Yo!! Hey you, Phuket! Kid, you got BEAT.
So I’m here as we know because (deep breath) I missed the boat in Myanmar.
After I got the dream crushing call I flew here and like any classy dame, sat next to the luggage carousel and a stranger’s feet, prayed for wifi and launched my Jet Setter app to locate lodging. In these moments, all of my gratitude in life goes to the creators of the world wide web, the iPhone and apps. Before them I what… would have had to talk to someone at a tourist counter?
A Review of Phuket
1) The Andaman Sea is beautiful. The fact that like a decade ago people were talking about Phuket as being the world’s most beautiful island, I believe it. But today, the beaches here are not created equal. In large, they are public and you need to pick wisely. When in doubt, do as the rich do and #goprivate.
2) A lot of hotels aren’t on the beach. They are a walk or a crossed road away. This means that the beach may be bordered by questionable store fronts and it is unclear whose responsibility it is to keep the beach clean. I’ve seen a lot of trash, half smoked cigs and a ton of leaves begging to be swept up. It brought back acute memories of Barceloneta beach in Barcelona, where in 2013 I stepped over underwear, a razor and a raggedy tampon. When does a city get so over its skis it cannot pick these things up? When does a person?

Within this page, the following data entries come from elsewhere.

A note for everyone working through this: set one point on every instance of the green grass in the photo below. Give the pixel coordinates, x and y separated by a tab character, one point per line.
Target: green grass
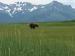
50	39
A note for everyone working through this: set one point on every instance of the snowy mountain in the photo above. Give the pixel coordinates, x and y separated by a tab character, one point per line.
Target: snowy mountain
27	12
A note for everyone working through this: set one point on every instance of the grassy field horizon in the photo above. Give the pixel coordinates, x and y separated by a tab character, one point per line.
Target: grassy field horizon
50	39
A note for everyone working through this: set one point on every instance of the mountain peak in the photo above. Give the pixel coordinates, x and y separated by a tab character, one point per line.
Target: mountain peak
55	3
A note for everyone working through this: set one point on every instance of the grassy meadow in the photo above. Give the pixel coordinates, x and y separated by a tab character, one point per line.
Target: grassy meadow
50	39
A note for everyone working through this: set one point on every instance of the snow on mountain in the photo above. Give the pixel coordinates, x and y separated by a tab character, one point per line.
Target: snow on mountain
27	12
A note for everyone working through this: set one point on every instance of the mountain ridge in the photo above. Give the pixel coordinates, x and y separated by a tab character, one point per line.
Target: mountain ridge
27	12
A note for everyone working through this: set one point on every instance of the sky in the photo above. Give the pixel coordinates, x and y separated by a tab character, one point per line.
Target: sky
69	2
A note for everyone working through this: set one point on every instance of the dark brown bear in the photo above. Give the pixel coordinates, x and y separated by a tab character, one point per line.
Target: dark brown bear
33	26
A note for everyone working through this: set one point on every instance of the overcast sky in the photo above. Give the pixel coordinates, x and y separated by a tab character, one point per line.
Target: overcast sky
71	2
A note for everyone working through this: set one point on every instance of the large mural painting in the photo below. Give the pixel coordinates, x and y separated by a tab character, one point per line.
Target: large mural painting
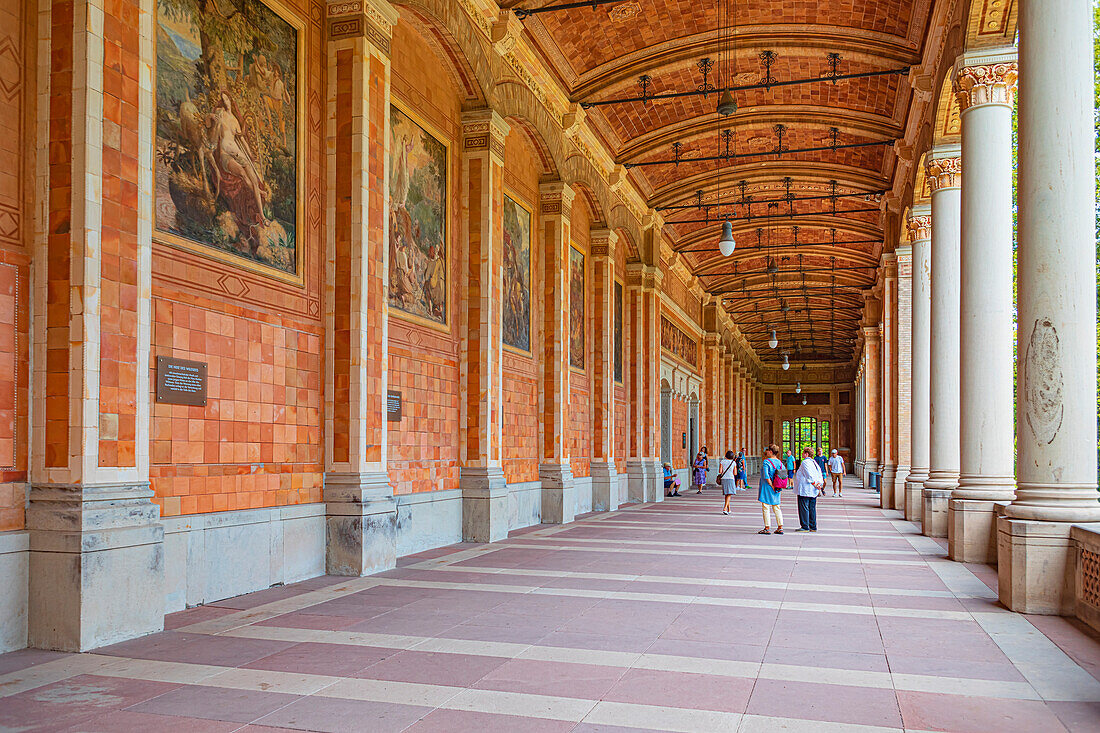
575	308
228	170
517	275
418	263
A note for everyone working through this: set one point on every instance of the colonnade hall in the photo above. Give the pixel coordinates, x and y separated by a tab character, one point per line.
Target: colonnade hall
373	365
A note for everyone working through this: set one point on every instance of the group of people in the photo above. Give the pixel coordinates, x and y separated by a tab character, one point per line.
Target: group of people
805	476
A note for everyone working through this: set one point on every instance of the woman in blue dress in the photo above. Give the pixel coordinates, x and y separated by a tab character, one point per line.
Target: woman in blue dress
769	494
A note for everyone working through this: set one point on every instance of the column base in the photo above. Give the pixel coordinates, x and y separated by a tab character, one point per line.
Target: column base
604	487
559	496
886	487
914	495
1035	566
96	565
360	524
971	531
484	504
644	480
934	512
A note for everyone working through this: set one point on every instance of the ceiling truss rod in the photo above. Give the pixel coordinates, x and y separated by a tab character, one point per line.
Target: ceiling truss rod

3) Charm has been traded for tourism. The name of the game is tourism and that game has been played quickly. Now, next to a luxury resort could be another hotel, a field of tall grass OR there could be a shanty “town” - holding a collection of one room homes made of corrugated metal, built on stilts above dirt with laundry out back, a rooster out front and no modern amenities.
An Endorsement For The Surin
I ended up moving hotels during my stay because even with its modern design and sweeping views, I began felt sort of cheesy – the crowd was hulked out and had a penchant for anklets. I was starting to judge Phuket fiercely, so I promptly set out in search of beauty and bliss.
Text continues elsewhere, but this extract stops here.